Post 113: Case Study of Transitional Bilingual Education Model
Transitional Bilingual Programs--A
student is temporarily in a bilingual program where content area
curriculum is first taught in the students' L1 until the students' L2
(English) is proficient enough for him/her to learn academic content in
English. In this case, a transitional Bilingual program serves as a
remedial program, to improve student English proficiency until the student can mainstream into regular content classes.
When I was teaching at a private school, I had the privilege of tutoring a Chinese student of about 13 years old. She was from China. She had good L1 reading and writing skills in Chinese. Unlike some Language Minority Students I had taught in some ESL Pullout classes, she had been in a classroom in China when learning her L1 so she knew Chinese classroom etiquette. She was used to a teacher centered classroom where students sit passively and take in information, memorize Chinese characters, learn Chinese history and proverbs, and then take tests and exams to show mastery of the teacher's lesson. At 13, she was the equivalent of a 7th grader. She did not know any English and she did not speak any English. She spent all her time hanging out with the other Chinese students speaking only Chinese. She was assigned to me in the Transitional Bilingual Program where I would speak to her in Chinese to teach her English and improve her English Proficiency.

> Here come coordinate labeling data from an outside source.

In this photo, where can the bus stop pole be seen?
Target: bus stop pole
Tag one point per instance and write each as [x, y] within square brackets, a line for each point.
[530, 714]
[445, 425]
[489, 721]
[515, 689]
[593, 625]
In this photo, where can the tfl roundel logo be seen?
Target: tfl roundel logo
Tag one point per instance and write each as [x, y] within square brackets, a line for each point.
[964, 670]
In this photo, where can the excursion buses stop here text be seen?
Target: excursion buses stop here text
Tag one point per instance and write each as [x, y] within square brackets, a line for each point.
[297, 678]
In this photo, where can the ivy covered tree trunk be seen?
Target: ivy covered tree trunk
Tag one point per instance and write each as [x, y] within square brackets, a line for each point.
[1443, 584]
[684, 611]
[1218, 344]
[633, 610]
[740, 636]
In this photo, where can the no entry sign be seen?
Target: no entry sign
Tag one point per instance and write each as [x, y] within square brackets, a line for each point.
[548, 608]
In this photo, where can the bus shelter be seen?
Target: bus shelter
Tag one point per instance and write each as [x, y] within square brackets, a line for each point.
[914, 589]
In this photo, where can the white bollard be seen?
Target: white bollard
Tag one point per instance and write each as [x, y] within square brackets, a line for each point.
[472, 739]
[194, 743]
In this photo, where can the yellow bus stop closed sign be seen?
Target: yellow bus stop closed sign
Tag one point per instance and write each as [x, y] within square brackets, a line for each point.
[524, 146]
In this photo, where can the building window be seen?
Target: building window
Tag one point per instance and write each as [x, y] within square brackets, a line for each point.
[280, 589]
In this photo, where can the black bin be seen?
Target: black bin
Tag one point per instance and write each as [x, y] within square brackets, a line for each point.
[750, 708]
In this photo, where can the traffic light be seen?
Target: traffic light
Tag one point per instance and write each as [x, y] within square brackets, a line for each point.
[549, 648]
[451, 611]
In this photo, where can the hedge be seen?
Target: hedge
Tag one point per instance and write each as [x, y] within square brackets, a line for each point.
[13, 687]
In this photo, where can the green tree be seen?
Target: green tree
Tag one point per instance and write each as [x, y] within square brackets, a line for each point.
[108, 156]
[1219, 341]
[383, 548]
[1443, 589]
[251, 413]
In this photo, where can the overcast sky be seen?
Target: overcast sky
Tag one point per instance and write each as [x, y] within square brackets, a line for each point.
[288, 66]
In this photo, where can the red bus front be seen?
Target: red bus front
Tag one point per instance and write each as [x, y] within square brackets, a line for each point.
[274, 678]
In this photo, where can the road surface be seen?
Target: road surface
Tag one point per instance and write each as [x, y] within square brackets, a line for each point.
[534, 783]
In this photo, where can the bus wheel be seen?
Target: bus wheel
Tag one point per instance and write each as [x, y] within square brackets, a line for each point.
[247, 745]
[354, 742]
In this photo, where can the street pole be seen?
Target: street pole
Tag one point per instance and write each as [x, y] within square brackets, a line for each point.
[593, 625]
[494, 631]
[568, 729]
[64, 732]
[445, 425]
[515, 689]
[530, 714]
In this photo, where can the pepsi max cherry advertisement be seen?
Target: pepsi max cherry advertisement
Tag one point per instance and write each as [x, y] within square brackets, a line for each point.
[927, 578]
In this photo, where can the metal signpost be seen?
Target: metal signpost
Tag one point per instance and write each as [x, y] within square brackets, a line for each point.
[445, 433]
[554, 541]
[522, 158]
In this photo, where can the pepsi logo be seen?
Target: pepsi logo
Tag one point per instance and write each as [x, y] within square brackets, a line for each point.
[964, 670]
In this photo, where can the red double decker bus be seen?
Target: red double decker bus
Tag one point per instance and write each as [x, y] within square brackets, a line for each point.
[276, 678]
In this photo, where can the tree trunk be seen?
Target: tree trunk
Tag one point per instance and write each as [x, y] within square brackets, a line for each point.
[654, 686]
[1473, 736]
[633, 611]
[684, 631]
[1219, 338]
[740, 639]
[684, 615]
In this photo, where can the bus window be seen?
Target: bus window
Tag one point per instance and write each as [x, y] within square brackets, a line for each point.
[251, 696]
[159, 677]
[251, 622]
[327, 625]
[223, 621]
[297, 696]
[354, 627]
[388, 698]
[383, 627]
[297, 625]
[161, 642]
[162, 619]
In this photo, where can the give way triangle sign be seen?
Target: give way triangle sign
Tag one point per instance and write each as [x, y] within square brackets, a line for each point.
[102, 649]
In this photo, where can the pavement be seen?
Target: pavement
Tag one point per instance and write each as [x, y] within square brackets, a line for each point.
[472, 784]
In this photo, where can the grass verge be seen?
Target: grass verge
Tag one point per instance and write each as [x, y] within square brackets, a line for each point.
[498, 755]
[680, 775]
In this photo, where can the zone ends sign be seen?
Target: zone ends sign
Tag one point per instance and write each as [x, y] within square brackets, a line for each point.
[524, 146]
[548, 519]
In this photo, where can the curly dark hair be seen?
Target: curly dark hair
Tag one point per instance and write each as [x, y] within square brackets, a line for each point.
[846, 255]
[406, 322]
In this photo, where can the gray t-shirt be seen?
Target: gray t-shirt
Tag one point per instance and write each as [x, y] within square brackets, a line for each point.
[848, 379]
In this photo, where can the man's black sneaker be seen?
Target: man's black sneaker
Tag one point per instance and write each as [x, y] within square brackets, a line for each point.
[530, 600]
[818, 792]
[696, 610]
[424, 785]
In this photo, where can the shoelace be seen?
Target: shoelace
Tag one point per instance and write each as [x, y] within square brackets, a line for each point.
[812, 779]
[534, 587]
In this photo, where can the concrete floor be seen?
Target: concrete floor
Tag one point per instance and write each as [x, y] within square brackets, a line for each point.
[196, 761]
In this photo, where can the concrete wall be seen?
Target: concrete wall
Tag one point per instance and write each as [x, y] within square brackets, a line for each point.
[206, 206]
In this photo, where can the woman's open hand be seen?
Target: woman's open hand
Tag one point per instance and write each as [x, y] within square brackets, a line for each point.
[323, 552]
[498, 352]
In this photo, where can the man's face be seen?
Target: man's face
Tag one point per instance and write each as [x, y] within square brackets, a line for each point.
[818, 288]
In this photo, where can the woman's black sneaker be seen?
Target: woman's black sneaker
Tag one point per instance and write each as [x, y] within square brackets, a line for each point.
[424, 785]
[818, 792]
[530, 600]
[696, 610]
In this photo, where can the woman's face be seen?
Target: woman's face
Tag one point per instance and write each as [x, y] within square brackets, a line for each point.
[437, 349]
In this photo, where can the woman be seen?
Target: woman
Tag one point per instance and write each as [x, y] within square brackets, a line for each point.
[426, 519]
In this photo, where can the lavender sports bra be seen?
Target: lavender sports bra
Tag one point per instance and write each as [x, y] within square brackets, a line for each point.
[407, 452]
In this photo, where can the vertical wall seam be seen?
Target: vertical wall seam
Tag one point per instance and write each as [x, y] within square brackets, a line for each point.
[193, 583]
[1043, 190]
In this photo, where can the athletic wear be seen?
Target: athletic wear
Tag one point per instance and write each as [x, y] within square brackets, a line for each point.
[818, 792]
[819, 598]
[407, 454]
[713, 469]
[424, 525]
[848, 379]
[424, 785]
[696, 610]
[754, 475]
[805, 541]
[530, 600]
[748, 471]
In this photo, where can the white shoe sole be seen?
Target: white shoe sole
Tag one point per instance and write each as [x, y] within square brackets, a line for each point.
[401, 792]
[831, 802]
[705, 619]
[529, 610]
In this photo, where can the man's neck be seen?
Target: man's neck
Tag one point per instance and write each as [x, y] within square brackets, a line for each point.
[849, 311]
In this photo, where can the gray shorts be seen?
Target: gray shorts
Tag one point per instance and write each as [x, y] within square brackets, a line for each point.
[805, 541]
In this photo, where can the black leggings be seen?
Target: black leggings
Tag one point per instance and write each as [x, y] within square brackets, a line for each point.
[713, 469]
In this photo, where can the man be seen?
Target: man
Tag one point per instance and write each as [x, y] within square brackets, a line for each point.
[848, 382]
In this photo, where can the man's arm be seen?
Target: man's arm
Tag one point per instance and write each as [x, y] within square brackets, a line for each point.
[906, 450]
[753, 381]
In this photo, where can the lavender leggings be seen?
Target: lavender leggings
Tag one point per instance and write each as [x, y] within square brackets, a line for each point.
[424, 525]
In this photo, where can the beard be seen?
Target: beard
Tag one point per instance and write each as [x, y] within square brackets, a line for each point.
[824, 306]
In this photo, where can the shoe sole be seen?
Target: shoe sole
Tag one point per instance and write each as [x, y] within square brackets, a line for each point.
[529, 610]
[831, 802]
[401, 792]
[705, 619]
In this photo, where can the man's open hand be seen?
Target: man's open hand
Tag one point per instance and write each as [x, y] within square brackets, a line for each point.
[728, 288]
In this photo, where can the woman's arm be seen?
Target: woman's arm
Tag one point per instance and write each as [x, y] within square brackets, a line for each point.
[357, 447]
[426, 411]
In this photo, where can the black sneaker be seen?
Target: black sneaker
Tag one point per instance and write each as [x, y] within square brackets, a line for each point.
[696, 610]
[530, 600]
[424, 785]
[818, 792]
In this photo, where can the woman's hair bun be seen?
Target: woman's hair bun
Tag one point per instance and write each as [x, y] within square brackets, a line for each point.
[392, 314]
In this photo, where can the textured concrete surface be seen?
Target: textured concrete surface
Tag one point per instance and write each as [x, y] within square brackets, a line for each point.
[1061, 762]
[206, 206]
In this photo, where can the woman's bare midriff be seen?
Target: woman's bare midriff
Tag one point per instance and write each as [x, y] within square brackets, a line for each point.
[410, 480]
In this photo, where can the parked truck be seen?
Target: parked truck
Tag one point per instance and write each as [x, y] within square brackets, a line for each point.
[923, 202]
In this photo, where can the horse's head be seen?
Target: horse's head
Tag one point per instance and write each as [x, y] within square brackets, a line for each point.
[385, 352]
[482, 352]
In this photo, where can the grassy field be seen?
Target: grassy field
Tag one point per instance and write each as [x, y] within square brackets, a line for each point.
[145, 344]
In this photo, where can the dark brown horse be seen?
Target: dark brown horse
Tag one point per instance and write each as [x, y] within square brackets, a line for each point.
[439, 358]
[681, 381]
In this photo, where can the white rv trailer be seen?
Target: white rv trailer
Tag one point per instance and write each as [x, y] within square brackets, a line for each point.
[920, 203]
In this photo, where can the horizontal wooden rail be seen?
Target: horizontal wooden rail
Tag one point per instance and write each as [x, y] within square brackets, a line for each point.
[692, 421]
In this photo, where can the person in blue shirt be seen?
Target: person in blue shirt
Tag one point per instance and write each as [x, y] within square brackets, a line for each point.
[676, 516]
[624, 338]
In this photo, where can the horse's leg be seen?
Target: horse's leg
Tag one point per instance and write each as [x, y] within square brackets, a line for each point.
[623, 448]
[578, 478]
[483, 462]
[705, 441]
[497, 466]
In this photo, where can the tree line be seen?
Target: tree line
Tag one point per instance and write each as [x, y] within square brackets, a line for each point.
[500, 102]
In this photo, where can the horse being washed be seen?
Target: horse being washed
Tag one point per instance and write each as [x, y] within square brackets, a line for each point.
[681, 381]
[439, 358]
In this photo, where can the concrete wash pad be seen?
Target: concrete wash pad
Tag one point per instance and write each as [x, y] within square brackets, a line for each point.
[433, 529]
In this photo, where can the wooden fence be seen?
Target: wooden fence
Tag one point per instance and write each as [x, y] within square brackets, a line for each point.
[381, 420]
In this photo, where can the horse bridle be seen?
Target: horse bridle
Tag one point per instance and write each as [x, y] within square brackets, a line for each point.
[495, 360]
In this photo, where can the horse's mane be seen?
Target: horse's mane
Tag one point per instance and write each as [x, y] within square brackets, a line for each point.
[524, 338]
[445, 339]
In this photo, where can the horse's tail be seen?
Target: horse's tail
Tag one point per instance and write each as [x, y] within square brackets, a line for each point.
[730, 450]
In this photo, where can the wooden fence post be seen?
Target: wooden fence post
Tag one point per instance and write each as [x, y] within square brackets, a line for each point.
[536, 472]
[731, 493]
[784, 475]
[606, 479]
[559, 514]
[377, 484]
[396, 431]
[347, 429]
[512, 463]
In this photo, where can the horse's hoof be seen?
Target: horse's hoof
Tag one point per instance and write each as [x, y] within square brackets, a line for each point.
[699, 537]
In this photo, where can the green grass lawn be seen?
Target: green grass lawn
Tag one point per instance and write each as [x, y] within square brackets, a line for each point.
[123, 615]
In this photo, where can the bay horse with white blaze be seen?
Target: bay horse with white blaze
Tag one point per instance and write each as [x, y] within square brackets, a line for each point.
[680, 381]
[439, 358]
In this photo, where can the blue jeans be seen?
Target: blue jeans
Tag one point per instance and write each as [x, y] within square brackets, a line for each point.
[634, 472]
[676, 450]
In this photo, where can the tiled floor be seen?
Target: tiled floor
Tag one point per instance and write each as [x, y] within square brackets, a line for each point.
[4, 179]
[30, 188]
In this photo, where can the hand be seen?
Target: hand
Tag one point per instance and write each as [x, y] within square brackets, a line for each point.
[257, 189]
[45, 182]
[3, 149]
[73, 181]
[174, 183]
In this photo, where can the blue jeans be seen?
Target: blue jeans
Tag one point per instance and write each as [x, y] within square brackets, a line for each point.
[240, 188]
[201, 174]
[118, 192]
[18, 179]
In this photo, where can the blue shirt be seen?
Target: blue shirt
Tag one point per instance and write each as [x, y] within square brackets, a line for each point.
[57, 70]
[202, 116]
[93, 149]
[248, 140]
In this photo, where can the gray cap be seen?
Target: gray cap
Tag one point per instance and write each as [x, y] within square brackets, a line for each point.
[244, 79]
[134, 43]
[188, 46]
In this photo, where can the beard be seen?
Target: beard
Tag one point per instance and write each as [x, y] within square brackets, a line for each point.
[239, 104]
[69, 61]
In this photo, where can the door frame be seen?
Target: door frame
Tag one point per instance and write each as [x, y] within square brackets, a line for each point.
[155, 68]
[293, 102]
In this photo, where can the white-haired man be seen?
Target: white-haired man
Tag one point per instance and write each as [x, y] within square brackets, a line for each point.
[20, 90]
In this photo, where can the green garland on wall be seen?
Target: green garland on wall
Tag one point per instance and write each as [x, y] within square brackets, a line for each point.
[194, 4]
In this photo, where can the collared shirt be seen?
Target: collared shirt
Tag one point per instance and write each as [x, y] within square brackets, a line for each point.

I taught her the English alphabet. I taught her to read and write in English. We read aloud together Chinese/English books. I went to the public library to find books that had Chinese on one side of the page and English on the other side of the page. I used elementary ESL books such as Side by Side Chinese/English Picture Dictionary to teach her names of common objects. She also learned English at her dorm where her dorm mother Hyacinth, a Canadian, also taught her English and how to live in American culture at the American dorm.
My proudest moment was when she read her first American book without any Chinese translation. Her eyes danced with joy at the realization that she was reading a book without having remediation in Chinese. It took her only a few more months and her English was finally good enough that she started hanging out with English NS and no longer needed to spend her lunch time with me learning English and speaking Chinese with me.
At my job, I taught primarily Chinese students and a couple of Korean students. My Chinese students were lucky to have a Chinese speaking teacher so that they could use their L1 until they were ready to speak/read English and/or do English content work just like my overjoyed 13 year old student did. Having a bilingual teacher on staff works. What about my 2 Korean students?
Well, since I did not speak Korean, I had to revert back to the ESL Content Class model where I teach the content area only in English using SDAIE teaching models. With the Korean female student, she learned very well English with me using Second Acquisition methods, but not so much with John. I will discuss John's case in my next blog post.
What happens when you are in a school with 8 or 10 languages being spoken in the same class? Can the school afford to hire multiple Bilingual teacher for each of the languages? Now that is a sticky wicket question.